Il fervore dei recenti dibattiti a livello mondiale su religione e libertà di espressione non mi trattiene dal voler sapere se il loro utilizzo di icone cristiane e cattoliche abbia un intento blasfemo e contestatario; questo aspetto del loro lavoro potrebbe, come accaduto, suscitare qualche polemica. Giovanna abbandona subito il lavoro all'uncinetto (questa "babbiona" non rinuncia ad uncinettare neanche durante la più amabile o ufficiale delle conversazioni, sappiatelo!) e mi spiega: "Noi non siamo cattoliche praticanti e non possiamo dirci atee, tuttavia ci piace sdrammatizzare e giocare con dei simboli che appartengono alle nostre radici, con uno spirito che richiama lo statement "Kill Your Idols" tipico della cultura rock". In effetti (mi chiedo) non è propriamente cristiano l'invito a liberarsi dalla schiavitù del bigottismo idolatrico? Nel frattempo Jessica prende al volo lo smartphone e mi mostra l'immagine di Padre Fluoh. Chi è Padre Fluoh? E' il titolo di un ritratto di Padre Pio da lei realizzato con una tecnica di ricamo chiamata 'piccolo punto', Padre Fluoh è ricco di colori accessi, alcuni fluorescenti (appunto). Jessica mi racconta: "mi sento libera di immaginarlo e realizzarlo così, Padre Fluoh, perchè alla base ci sono un mio profondo e sincero interesse per l'iconografia sacra, e una passione sfrenata per lo sfavillio cromatico dell'arte religiosa messicana, nessuno al mondo ritiene che pittori e decoratori messicani ridicolizzino la religione". Penso (tra me e me) alla dedizione e al tempo speso da Jessica in un lavoro che richiede una precisione certosina, e mi chiedo se il suo ricamo sia davvero da considerare una derisione ai limiti della blasfemìa o non sia stato, piuttosto, un vero e proprio esercizio spirituale; e infine, chi siamo noi per giudicare un creativo in merito alla scelta dei colori?

Passiamo a qualche considerazione sulle implicazioni economiche e sociali del fenomeno. Le "babbione" virtualmente si fanno conoscere attraverso il loro sito www.bbbz.it e la loro pagina Facebook che in poco tempo ha raggiunto un pubblico importante; la loro presenza sui social-network può avere carattere commerciale puramente indiretto, è, piuttosto, punto di riferimento di una comunità che si riconosce nell'identità "babbionica". Uno dei frutti più significativi del loro rapporto con i mezzi multimediali è il videoclip musicale "Hello Babbionz!" (ben fatto e molto divertente, guardatelo!) con cui si presentano alla massa; mi dicono che è stata, finora, l'esperienza più bella fatta insieme e ha avuto l'effetto di saldare l'unità del loro collettivo. Commercialmente si propongono attraverso due importanti piattaforme: "A Little Market" e "Etsy", ed è così che la loro clientela è diventata internazionale; le nostre ragazze spediscono negli Stati Uniti, in Francia, Inghilterra, Hong Kong, Lussemburgo... e anche in Italia. Non contente, le quattro puntano ad essere presenti e visibili in carne ed ossa sia in Abruzzo, organizzando eventi e "workshop" per trasmettere ai profani la loro sapienza artigiana, e partecipando a fiere dedicate all'Artigianato in tutta Italia.
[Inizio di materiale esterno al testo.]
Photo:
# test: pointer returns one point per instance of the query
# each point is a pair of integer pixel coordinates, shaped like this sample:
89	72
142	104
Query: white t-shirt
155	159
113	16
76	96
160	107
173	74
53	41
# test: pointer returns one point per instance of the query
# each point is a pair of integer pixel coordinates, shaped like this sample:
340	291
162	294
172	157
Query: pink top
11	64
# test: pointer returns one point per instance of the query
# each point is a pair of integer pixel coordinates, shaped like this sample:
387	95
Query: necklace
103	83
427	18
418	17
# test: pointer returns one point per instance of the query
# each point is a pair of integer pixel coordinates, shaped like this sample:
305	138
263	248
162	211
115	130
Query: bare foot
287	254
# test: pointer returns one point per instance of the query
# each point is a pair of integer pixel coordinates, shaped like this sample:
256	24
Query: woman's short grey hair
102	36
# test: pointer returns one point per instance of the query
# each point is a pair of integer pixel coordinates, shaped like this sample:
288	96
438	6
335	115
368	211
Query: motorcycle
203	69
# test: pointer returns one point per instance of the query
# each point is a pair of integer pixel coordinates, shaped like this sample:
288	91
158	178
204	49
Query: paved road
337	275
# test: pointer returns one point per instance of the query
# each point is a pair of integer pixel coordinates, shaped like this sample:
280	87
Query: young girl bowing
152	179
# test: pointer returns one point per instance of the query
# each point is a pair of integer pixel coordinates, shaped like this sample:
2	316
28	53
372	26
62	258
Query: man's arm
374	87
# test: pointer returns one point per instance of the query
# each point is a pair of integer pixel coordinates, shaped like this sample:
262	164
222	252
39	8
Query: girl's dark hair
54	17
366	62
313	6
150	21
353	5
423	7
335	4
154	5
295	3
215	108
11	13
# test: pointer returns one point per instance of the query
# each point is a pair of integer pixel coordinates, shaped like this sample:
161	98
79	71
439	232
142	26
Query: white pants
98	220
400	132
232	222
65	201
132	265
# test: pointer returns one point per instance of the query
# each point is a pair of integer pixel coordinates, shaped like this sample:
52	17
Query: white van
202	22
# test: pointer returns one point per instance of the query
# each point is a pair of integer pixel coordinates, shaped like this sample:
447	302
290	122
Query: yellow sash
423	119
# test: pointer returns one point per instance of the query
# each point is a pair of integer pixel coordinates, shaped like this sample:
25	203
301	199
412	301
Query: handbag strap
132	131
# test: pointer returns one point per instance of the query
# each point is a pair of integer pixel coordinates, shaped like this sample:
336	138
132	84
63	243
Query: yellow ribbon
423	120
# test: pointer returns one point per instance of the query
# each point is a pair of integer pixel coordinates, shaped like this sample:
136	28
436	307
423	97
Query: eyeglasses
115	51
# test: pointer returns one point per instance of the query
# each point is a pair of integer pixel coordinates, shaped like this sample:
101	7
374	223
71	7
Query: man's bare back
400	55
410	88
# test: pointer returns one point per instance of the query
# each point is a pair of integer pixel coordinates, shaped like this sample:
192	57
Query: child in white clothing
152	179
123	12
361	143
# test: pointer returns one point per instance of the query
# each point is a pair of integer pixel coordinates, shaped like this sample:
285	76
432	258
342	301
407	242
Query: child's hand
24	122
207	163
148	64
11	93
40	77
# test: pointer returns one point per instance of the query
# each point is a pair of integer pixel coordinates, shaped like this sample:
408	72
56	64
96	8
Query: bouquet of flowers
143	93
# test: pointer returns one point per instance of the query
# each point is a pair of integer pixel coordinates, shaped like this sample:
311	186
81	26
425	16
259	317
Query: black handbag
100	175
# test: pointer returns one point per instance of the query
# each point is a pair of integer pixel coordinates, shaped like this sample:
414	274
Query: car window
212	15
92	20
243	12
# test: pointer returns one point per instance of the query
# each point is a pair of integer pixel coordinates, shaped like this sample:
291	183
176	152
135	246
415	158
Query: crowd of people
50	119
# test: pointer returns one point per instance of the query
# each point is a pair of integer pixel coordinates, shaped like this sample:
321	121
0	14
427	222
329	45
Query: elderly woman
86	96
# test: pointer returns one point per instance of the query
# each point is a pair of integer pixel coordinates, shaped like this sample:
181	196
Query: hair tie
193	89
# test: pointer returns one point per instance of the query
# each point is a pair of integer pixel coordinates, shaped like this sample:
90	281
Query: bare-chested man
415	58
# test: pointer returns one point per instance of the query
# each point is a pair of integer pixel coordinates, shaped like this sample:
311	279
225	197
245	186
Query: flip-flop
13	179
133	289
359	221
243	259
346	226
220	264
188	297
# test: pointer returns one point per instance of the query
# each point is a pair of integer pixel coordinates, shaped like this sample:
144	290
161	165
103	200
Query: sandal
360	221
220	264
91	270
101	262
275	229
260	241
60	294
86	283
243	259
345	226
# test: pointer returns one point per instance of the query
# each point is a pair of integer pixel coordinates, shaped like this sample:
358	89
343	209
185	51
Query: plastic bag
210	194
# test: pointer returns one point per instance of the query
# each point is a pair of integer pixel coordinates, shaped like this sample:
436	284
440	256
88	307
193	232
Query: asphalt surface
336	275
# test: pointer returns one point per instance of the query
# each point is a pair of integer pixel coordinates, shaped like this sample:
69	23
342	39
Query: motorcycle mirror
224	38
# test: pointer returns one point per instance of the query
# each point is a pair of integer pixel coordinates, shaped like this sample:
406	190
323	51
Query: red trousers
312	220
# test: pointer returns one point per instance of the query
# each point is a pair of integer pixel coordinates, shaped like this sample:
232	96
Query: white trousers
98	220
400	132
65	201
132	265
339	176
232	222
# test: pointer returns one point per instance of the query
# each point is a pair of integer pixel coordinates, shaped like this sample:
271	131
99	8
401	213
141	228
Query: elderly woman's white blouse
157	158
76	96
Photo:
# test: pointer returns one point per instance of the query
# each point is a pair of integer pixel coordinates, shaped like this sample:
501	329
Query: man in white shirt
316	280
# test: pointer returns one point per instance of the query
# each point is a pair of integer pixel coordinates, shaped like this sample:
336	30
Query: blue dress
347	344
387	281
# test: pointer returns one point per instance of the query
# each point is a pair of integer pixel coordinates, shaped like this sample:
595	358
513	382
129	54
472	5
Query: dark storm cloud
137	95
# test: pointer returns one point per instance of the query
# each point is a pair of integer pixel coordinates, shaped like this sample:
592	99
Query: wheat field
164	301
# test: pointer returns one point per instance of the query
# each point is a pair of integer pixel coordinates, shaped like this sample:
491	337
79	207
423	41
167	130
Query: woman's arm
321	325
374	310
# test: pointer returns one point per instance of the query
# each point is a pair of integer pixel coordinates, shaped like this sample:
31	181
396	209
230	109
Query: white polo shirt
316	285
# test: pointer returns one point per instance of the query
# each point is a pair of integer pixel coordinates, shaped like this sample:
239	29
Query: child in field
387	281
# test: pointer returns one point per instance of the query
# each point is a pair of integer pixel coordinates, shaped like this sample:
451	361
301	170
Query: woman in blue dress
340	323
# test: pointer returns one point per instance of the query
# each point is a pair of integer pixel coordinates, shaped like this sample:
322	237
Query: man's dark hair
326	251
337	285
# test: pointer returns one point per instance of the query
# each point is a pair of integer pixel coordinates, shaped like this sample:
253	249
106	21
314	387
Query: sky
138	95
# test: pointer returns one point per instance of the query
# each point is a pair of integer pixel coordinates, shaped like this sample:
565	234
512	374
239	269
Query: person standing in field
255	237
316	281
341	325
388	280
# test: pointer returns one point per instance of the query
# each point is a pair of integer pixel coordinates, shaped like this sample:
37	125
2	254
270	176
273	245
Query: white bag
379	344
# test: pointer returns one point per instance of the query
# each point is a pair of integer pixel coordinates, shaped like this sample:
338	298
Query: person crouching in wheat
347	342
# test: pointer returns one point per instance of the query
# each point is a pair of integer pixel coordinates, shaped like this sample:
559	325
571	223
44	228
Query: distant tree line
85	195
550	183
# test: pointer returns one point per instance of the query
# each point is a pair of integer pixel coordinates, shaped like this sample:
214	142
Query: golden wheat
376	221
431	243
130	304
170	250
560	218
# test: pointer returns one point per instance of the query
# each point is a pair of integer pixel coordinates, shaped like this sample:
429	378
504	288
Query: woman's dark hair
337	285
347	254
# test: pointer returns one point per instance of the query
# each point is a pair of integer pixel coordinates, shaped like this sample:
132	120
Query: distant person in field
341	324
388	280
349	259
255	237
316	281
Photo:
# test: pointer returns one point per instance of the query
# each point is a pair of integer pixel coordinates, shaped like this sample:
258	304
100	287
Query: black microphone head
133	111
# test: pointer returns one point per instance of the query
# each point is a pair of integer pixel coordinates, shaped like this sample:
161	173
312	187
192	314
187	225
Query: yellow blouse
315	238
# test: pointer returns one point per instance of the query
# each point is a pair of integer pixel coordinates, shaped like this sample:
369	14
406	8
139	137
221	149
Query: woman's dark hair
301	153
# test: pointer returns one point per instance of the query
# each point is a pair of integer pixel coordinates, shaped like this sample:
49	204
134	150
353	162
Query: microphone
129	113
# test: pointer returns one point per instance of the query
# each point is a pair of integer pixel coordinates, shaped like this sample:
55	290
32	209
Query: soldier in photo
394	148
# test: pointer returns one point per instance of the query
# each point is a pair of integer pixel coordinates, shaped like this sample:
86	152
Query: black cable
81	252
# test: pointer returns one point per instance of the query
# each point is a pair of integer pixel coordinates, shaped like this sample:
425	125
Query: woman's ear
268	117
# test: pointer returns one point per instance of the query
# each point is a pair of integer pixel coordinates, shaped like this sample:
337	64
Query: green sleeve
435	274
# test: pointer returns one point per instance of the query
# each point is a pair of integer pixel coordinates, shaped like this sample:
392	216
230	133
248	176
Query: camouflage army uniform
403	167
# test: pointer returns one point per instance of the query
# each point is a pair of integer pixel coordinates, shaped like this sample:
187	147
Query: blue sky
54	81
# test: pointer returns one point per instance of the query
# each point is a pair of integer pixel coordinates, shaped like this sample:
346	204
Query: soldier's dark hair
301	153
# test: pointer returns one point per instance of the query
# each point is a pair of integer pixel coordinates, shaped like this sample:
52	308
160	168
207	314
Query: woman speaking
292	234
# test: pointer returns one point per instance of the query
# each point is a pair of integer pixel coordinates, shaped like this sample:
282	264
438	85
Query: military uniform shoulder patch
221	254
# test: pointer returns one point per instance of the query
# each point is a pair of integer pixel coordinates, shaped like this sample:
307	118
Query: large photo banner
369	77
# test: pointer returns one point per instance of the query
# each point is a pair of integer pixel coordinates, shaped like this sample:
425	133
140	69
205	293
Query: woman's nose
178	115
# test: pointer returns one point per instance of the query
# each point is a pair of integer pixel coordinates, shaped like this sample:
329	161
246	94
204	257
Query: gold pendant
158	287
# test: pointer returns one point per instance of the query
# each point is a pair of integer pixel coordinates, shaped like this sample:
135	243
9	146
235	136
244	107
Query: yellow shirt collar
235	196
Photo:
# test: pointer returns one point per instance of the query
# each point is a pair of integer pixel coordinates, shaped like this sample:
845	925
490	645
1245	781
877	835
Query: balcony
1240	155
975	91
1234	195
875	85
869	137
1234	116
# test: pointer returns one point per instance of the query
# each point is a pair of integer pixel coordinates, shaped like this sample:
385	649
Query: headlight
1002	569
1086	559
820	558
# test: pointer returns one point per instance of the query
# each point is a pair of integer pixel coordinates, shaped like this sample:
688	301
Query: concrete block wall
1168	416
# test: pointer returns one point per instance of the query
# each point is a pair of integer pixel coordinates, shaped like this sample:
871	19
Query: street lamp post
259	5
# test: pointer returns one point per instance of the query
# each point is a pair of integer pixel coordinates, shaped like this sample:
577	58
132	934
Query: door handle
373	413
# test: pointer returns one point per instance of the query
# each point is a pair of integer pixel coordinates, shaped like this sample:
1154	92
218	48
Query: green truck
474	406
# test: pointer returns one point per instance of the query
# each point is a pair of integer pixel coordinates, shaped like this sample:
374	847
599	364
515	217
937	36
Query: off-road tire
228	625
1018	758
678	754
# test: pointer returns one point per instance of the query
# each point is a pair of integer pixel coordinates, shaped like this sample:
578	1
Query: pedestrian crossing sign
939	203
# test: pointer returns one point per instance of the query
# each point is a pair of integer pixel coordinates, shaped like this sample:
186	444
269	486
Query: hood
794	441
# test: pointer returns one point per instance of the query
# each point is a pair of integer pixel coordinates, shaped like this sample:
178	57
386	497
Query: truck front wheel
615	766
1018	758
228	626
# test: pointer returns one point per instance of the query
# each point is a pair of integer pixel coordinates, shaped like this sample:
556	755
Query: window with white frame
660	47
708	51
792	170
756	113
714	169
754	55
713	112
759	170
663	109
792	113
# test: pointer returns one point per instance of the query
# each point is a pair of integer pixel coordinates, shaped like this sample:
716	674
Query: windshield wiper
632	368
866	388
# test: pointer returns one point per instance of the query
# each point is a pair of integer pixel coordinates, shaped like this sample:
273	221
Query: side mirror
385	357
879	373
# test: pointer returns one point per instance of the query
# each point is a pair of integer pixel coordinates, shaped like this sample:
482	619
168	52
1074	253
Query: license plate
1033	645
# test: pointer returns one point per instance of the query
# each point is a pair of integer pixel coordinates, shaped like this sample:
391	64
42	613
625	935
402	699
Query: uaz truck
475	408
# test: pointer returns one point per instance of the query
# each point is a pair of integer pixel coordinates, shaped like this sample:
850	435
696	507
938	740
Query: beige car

Data l'ambivalenza tra l'internazionalità del loro mercato e le attività che le vogliono impegnate in Abruzzo chiedo se si sentano più "Global" o più "Local".
Prontamente risponde Valentina: "Noi crediamo che oggi, grazie a Internet, quindi al respiro globale della propria azione, si possa stare al centro di un movimento culturale anche vivendo fuori da Londra o Berlino, anzi, che la stretta relazione col territorio possa darti un valore aggiunto in termini di identità e autenticità. Noi consideriamo una ricchezza, le nostre origini, il nostro terristorio e il nostro dialetto. "Are you ready for the country?", diceva Neil Young, "because it's time to go".  
Bene. E concludo: "are you ready for The Babbionz?"; le troverete a La Designeria (Via D'Annunzio, Pescara) il 31 gennaio per il loro nuovo "workshop", su prenotazione (per cortesia).